We investigated both the virtqueue_is_broken() path and the
virtio config status register path. Neither works in our
scenario, for the reasons explained below.

>> The crash dump from the actual failure confirms the exact deadlock
>> scenario:
>>
>> Core 3 holds outvq_lock and spins forever in virtqueue_get_buf waiting
>> for the host to consume the buffer:
>>
>> virtqueue_get_buf
>> __send_to_port
>> put_chars
>> hvc_push
>> hvc_write
>> n_tty_write
>>   <- writev() syscall
> 
> This current loop here is
> 
>         while (!virtqueue_get_buf(out_vq, &len)
>                 && !virtqueue_is_broken(out_vq))
>                 cpu_relax();
> 
> which looks like the virtqueue_is_broken() check is meant to
> catch this exact case. Do you know why this does not break
> out of the loop after crosvm tears down the virtio-console
> device?
> 
virtqueue_is_broken() only reads the guest-side vq->broken
flag, which is set either by virtio_break_device() or by a
failed virtqueue_notify() kick. Neither happens here:

- When the host VMM exits, it does so as a pure userspace
  process termination. No PCI interrupt or notification is
  sent to the guest, so virtio_break_device() is never
  called from the guest side.
- __send_to_port() runs with IRQs disabled and outvq_lock
  held. Even if the host were to send a config change
  interrupt, it cannot be delivered in this context, so the
  async chain virtio_config_changed() -> config_intr()
  -> virtio_break_device() is completely blocked.
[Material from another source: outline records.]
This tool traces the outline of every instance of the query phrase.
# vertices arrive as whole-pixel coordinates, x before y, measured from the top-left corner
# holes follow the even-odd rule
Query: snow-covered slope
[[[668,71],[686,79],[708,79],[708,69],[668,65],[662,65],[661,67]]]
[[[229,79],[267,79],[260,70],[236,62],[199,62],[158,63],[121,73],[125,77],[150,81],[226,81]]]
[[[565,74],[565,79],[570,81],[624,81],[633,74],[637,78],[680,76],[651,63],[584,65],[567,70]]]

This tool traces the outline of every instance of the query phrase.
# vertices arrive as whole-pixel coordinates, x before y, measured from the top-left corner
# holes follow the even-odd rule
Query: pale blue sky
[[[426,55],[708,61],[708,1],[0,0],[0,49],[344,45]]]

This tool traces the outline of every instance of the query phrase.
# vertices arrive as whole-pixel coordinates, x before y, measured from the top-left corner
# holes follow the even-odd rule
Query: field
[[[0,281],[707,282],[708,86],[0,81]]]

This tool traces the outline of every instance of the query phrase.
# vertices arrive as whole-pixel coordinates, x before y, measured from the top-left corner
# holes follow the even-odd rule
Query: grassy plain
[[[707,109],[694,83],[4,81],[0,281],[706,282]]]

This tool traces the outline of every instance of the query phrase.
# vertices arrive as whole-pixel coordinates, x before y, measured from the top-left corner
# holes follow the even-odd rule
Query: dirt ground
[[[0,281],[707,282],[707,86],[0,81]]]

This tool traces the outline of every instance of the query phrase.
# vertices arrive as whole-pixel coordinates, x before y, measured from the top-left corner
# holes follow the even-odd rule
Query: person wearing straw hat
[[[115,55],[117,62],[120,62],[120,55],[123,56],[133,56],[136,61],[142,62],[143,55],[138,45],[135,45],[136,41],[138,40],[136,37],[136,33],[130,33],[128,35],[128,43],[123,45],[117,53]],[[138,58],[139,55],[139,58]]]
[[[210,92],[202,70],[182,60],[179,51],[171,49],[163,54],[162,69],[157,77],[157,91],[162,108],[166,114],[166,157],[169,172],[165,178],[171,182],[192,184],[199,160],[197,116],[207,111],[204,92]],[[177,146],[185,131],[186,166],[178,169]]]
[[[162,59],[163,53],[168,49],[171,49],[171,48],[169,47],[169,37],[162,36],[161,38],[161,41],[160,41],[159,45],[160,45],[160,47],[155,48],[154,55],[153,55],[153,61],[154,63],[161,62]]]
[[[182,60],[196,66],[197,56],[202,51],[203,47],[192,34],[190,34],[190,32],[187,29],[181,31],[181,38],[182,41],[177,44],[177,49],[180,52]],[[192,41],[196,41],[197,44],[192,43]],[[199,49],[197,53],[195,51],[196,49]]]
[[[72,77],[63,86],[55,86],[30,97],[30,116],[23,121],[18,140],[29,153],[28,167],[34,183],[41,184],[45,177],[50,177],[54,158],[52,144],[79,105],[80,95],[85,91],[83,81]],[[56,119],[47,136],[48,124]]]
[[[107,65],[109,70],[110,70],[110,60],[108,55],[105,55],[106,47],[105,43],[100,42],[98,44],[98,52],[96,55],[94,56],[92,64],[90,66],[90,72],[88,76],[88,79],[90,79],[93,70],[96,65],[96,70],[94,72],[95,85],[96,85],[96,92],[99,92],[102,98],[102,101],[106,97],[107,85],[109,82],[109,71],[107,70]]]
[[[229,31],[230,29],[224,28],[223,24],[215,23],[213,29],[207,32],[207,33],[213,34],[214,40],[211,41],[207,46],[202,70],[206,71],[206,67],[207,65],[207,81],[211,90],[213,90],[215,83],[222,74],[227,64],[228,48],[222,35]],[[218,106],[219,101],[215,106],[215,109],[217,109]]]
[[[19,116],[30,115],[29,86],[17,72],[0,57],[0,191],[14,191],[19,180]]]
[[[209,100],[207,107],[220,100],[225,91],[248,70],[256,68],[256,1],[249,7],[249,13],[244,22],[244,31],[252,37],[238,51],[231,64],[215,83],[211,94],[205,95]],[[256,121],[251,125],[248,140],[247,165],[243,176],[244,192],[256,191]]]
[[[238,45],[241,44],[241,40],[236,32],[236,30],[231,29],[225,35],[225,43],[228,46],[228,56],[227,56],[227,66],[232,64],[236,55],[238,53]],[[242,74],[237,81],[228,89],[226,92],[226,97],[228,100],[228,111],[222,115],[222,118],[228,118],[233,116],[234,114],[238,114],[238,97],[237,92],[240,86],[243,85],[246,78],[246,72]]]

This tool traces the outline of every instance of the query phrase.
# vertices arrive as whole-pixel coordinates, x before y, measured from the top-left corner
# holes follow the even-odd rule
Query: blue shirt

As a result, vq->broken remains false forever and the loop
never exits.

>> Core 0 has a watchdog bark ISR fire and attempts printk, holds the
>> console lock, but spins on _raw_spin_lock_irqsave waiting to acquire
>> outvq_lock:
>>
>> queued_spin_lock_slowpath
>> _raw_spin_lock_irqsave
>> __send_to_port
>> put_chars
>> hvc_console_print
>> console_flush_all
>> console_unlock
>> vprintk_emit
>>   <- printk (watchdog bark handler)
> 
> My first thought here was that __send_to_port() should perhaps
> release the lock during the while() loop, which should avoid
> blocking the other threads on the spin_lock_irqsave() but
> would not avoid blocking on the loop.
> 
Releasing the lock during the spin would unblock other CPUs
waiting on outvq_lock (e.g. the watchdog bark handler trying
to printk). However it does not fix the root issue — the CPU
holding the lock would still spin forever. It also introduces
a TOCTOU race: another thread could modify the port or queue
state between the unlock and re-lock. The timeout avoids both
problems by bounding the spin duration without releasing the
lock.

>> The 200 ms timeout is intended as a minimal, targeted workaround to prevent
>> the watchdog bite in our specific scenario. We are open to suggestions on a
>> better long-term approach.
> 
> Not sure how to do it, but I think finding a way to call
> virtio_break_device() at the point the host device goes away is
> the best solution here. Ideally there would just be a notification
> from the host, but since __send_to_port() may be called with
> interrupts disabled and may be running on the only CPU, that
> would still be unreliable.
> 
> Maybe there is a way for virtio_console to read a status
> register in the virtio config that tells it whether the
> host has turned it off? I was thinking vdev->config->get_status(vdev)
> but that seems to only get updated by the guest.
> 
>       Arnd

We checked this. In our host VMM implementation,
VIRTIO_CONFIG_S_NEEDS_RESET is never set on the teardown
path — the device simply stops responding without updating
any status register. So polling vp_modern_get_status()
inside the spin loop would not help here.

We agree that the ideal long-term fix is for the host to
trigger virtio_break_device() via a clean PCI hot-unplug
sequence, but that is not possible in a crash or forced
reboot scenario.

The 200ms value is chosen to be well above normal host
response time (microseconds) to avoid false positives, while
remaining well below the watchdog bark-to-bite window
(3 seconds) to ensure all CPUs can exit the loop and complete
the bark handler before a bite occurs.